A dispute between Parliament and President João Bernardo Vieira in Guinea-Bissau appears as though it will boil over. The three main parties in parliament--the former only ruling party PAIGC, the main opposition PRS of former president Kumba Yalá, and the other opposition party PUSD--have agreed on some sort of "pact of national unity," the main point of which, undoubtedly, is to dismiss the PM Aristides Gomes, a Vieira ally, and impose their own candidate on Vieira, who does not have his own party.
While Guinea-Bissau has (for no really good reason) been a long-time special interest of mine, the question this dispute raises is broader: why on earth have so few African countries tried a parliamentary system? Even as the continent converted to democracy in the 1990s, very few chose a parliamentary system.
A bit of history: essentially all the former British colonies started as parliamentary systems. Zimbabwe, Zambia, Malawi, Kenya, Tanzania, Uganda, Nigeria, Ghana, The Gambia, Sierra Leone, Mauritius, Botswana, the Seychelles--all adopted a Westminster-style system with first-past-the-post voting after independence. In almost all, the prime minister eventually decided he wanted to be president, the post of Governor-General was eliminated, and a parliamentary system became a presidential one, generally around the same time as opposition parties were also banned. This repeated over and over, from Nkrumah in Ghana to Kaunda in Zambia, Mugabe in Zimbabwe to Banda in Malawi to Kenyatta in Kenya. On the other hand, the former French colonies were presidential systems from the start, imitating the Fifth Republic.
And today, even as new constitutions have been drawn up or constitutions revised, parliamentarism remains untried except in a few cases. South Africa has adopted an essentially parliamentary system, as has Namibia; Botswana has retained its system since independence (though without a change in ruling party); Ethiopia has adopted parliamentarism, but its democratic credentials are very questionable, especially after 2005. The most notable attempted reform was Kenya, where Mwai Kibaki's National Rainbow Coalition swept to power promising to establish a parliamentary system (President Kibaki promptly discarded most of the promise, and the watered-down constitutional amendments were rejected in a referendum).

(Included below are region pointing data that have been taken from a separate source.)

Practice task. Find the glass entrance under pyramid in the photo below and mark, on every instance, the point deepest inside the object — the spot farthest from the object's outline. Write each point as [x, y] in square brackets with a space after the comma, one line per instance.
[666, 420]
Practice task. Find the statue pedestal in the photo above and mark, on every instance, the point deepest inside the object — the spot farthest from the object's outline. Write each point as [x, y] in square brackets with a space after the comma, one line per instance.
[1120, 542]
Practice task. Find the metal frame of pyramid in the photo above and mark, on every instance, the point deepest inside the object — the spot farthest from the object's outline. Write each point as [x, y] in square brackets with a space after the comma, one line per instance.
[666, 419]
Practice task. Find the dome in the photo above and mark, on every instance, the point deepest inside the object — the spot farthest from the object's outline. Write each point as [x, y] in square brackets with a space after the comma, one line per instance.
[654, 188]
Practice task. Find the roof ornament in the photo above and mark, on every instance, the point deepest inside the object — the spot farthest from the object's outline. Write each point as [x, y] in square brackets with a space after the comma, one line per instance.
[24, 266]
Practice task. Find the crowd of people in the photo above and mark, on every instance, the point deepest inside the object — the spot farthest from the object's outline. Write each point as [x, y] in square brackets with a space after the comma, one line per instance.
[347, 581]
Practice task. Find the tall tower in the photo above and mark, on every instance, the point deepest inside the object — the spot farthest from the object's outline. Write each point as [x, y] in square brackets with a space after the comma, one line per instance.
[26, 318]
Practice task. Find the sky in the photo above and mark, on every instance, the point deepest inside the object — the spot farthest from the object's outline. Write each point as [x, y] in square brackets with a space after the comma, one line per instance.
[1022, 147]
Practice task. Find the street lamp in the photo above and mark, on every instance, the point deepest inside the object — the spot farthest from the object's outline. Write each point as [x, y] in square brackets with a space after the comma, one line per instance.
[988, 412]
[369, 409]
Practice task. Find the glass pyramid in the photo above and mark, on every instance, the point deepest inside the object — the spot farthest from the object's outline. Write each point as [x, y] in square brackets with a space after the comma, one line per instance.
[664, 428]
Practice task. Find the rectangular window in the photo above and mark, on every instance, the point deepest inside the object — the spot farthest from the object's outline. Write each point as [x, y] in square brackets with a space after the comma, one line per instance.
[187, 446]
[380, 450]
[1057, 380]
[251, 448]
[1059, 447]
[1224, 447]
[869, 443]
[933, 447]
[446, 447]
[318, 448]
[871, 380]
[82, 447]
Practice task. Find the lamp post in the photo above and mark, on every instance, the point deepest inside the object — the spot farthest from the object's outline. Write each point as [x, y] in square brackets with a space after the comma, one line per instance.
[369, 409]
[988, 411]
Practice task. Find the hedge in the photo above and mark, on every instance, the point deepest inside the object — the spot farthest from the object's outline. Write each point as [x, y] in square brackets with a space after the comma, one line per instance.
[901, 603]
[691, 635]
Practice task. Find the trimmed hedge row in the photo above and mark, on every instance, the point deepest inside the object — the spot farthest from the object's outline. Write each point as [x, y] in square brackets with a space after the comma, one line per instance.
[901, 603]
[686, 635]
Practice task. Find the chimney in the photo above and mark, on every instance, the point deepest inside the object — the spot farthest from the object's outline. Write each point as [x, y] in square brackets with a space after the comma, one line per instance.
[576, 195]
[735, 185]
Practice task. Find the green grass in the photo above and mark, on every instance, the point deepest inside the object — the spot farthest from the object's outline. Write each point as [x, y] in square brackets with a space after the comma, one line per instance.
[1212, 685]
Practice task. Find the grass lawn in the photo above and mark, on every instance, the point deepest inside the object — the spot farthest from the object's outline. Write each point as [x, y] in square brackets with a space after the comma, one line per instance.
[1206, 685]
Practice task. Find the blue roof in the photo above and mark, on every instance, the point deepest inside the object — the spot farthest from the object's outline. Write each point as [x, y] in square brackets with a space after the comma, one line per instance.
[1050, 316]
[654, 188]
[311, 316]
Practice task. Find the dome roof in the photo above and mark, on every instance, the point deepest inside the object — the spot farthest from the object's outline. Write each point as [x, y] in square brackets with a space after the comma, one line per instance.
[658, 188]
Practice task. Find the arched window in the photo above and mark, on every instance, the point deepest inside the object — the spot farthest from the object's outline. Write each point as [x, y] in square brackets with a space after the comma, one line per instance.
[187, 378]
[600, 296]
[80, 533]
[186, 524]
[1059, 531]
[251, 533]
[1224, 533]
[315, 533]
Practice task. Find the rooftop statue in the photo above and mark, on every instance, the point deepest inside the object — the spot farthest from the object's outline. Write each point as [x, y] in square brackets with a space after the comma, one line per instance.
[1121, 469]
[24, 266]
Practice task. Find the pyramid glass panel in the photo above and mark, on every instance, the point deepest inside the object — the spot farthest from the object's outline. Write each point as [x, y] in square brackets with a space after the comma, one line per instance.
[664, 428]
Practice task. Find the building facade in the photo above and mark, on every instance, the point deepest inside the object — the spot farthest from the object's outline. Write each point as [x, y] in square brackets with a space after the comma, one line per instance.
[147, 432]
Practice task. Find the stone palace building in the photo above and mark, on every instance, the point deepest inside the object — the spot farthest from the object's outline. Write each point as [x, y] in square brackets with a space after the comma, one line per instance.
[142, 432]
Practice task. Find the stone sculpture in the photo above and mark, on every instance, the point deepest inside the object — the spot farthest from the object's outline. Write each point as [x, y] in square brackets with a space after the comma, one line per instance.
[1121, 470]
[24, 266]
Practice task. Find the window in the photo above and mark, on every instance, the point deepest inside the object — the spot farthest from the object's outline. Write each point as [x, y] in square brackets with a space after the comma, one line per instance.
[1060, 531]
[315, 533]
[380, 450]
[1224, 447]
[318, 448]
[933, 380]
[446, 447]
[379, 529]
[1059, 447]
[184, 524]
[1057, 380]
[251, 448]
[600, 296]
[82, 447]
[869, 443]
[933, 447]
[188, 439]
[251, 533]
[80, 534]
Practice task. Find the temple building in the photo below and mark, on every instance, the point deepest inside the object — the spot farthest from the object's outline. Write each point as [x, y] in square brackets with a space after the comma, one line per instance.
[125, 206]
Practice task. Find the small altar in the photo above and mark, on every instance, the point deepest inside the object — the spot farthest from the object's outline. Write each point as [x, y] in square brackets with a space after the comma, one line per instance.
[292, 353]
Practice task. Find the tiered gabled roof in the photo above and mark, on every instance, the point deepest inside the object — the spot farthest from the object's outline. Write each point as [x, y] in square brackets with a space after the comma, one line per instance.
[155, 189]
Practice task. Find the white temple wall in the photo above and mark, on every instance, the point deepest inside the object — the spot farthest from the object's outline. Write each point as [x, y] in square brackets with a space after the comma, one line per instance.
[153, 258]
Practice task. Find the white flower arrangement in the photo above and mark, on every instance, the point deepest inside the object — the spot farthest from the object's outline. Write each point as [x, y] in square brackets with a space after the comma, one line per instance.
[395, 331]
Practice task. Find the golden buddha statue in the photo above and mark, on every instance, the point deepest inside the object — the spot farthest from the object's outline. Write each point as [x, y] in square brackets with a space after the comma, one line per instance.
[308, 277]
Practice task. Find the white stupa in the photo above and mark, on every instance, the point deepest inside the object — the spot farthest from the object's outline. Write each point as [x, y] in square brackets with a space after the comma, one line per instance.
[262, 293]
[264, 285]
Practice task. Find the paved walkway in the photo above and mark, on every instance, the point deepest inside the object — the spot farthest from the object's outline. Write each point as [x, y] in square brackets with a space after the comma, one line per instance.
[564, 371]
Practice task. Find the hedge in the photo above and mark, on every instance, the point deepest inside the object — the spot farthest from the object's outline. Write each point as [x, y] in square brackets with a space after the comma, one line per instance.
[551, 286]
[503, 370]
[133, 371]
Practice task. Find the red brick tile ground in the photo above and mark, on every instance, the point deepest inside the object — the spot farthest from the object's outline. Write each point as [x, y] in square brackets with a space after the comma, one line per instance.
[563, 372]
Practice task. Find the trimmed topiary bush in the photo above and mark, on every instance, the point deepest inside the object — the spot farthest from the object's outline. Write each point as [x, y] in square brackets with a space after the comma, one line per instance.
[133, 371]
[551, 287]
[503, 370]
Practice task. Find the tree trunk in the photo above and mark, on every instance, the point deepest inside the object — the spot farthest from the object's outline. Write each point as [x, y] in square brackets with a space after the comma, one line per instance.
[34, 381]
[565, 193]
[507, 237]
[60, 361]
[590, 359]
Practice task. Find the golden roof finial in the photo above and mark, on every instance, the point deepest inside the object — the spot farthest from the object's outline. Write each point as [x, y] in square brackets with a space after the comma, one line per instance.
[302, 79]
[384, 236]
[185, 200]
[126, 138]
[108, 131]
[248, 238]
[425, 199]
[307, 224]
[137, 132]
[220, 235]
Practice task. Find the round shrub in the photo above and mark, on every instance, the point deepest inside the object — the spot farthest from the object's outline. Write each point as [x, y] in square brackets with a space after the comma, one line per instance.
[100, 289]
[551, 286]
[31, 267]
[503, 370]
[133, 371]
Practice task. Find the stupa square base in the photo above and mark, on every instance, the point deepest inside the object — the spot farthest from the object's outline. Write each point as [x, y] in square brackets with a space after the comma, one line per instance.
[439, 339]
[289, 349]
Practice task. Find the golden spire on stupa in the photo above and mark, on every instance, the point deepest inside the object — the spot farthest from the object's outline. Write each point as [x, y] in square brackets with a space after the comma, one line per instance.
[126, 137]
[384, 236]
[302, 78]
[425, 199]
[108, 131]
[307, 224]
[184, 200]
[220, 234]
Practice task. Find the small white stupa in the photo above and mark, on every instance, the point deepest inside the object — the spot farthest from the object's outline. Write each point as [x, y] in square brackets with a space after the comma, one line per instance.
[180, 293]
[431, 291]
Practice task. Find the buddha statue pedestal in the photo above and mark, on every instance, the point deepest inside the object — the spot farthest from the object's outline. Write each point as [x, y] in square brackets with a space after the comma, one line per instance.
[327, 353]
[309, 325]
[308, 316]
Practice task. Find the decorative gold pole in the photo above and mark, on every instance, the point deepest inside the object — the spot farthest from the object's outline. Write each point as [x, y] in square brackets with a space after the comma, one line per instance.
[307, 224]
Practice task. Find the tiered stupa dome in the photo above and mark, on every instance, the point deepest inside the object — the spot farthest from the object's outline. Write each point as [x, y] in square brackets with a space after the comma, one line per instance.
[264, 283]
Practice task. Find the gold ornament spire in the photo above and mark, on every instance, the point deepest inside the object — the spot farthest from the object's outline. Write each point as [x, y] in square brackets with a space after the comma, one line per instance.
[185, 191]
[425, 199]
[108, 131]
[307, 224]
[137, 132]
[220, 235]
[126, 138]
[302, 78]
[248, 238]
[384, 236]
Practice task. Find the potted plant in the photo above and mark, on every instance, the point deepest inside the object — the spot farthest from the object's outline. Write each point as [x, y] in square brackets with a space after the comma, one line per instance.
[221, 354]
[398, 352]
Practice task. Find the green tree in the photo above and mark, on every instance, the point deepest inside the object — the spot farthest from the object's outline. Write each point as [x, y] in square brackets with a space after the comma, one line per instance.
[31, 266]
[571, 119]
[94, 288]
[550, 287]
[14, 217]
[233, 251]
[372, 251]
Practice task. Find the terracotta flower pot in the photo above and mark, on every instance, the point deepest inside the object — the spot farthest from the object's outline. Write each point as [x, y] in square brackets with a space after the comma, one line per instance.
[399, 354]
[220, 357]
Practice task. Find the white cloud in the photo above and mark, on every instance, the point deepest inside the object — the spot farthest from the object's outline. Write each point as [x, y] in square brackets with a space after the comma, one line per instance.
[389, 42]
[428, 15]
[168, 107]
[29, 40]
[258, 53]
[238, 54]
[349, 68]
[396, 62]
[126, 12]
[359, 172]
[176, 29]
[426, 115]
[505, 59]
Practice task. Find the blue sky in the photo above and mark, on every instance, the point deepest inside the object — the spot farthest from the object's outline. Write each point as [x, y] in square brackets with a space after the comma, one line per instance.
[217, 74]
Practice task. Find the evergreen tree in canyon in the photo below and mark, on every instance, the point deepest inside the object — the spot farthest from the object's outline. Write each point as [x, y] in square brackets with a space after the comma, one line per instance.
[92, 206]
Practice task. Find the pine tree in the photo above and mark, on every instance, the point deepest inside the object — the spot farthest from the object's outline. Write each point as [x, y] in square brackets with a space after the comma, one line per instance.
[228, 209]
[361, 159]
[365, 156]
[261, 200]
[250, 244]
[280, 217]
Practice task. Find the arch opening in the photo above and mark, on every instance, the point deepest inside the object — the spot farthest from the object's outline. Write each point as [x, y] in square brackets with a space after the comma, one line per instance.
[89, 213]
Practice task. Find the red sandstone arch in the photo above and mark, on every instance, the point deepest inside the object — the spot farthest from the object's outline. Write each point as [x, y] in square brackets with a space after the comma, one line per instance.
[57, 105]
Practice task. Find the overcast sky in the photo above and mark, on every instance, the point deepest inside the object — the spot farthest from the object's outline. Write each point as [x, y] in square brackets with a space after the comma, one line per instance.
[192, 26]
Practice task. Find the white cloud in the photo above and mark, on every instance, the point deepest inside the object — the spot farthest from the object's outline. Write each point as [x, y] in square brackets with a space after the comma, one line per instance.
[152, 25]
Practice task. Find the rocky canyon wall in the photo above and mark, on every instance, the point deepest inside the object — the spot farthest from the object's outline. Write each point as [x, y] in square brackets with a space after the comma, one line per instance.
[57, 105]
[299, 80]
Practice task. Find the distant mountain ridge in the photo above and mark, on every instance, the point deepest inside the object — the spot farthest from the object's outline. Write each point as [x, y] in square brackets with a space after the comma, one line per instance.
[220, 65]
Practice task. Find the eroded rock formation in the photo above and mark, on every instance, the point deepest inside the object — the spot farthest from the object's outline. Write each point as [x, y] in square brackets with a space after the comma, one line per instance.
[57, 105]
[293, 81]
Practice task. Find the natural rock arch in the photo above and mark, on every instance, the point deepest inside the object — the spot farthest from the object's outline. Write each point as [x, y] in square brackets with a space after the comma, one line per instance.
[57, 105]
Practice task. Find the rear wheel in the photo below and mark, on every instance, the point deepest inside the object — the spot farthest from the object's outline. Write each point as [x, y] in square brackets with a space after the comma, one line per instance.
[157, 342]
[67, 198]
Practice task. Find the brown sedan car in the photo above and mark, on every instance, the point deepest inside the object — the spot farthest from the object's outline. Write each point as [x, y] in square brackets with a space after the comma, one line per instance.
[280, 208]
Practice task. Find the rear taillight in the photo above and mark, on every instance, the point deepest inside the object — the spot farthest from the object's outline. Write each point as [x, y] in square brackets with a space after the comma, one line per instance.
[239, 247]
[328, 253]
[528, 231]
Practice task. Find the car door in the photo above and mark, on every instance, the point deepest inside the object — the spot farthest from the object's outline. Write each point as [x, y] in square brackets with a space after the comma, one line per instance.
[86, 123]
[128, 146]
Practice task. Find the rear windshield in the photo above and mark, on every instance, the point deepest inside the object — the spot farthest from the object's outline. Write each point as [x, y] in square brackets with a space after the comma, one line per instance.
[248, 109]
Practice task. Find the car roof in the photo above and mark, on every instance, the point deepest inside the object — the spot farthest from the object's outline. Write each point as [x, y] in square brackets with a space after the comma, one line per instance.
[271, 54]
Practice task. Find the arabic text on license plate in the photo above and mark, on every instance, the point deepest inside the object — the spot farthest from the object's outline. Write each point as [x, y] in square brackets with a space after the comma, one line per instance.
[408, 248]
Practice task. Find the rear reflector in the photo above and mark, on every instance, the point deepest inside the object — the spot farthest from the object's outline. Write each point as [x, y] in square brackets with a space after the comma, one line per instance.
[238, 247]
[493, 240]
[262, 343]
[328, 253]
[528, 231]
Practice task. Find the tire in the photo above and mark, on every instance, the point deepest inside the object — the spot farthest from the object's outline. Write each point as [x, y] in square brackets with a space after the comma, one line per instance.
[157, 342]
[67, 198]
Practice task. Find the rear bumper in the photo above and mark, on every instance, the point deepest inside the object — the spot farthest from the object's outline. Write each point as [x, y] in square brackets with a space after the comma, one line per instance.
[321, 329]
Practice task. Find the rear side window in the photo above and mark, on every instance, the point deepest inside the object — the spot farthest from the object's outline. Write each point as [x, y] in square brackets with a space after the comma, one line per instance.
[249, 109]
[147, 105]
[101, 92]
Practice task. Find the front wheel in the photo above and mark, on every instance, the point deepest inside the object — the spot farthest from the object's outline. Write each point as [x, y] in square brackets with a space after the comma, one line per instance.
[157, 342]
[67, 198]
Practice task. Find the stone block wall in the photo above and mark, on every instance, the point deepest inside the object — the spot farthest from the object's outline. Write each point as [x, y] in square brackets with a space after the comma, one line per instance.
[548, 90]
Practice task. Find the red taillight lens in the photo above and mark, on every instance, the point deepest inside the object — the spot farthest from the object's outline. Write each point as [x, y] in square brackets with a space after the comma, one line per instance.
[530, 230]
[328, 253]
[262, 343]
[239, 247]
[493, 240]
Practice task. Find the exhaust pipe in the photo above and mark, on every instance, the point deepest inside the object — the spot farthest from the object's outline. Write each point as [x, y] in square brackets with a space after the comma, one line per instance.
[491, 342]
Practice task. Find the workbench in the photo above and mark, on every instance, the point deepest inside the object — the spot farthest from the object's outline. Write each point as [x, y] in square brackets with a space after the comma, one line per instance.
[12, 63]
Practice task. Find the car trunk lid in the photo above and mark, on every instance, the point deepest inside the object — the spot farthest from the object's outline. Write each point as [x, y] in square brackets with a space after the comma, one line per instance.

More countries have adopted proportional representation, though most are presidential democracies. Many of the French-speaking former colonies, in particular, have proportional representation (a by no means complete list includes Senegal, Togo, Benin, Burkina, Mali, and Niger). SA and Namibia also adopted PR, and Burundi and Rwanda use PR. The rest (especially the ex-British colonies) have retained FPP.
It seems as though ethnic politics could be one key reason for the leaning toward FPP. Parties which can win, regionally, in FPP among their own ethnic group have no incentive to let broader-based parties emerge as competitors and may prefer their guarantees under the existing systems. This does not explain the tendency toward presidential systems, however. One would think the advantages of a parliamentary system--in particular, nonfixed government service that allows for non-confidence votes--would carry the day at least in some cases, were democracy to be the primary objective.
So then, the question is--Who wants a fixed, independent executive, and why? The existing elites may be the answer. Perhaps the fixed presidential term creates more perceived stability. Remember, too, that the president is therefore responsible for most patronage, especially distribution of foreign aid and top jobs--and with weak political parties, he can form personal coalitions in the legislature to support him. Therefore, support flows to the president, who dispenses patronage, and elites do not have to worry about the party that they support losing a parliamentary election; support is transferred to the new president, and things continue as before.
Secondly, many (though not all) transitions were begun by existing strongmen. Rawlings in Ghana, Kerekou in Benin, Diouf in Senegal, Kaunda in Zambia, Banda in Malawi, Moi in Kenya, Museveni in Uganda, Kagame in Rwanda, Chissano in Mozambique, and others all hoped to win reelection to their positions in the new, more open system. Abolishing the importance of their own job was not on the agenda. (Again, the exception was Ethiopia, but we see how the possible threat to Meles Zenawi's rule turned out...).
In South Africa and Namibia, where PR-parliamentary systems were adopted, there has been less risk to elites--the winners were clearly known in advance (the liberation movements, ANC and SWAPO, have dominated despite highly proportional systems). If presidentialism is the side effect (yet also cause) of instability, perhaps as democracy starts to take root in some countries, insecurity diminishes, and (not necessarily linked) economic institutions become more secure, we will see a push for parliamentarism or at least the adoption of PR in some countries where FPP is still in charge.
As for Guinea-Bissau, donors (who must be called upon for anything relevant to happen) are, not surprisingly, uneager to fund a new election, so it seems likely that some sort of solution will be worked out. If not, of course, the military could always step in again.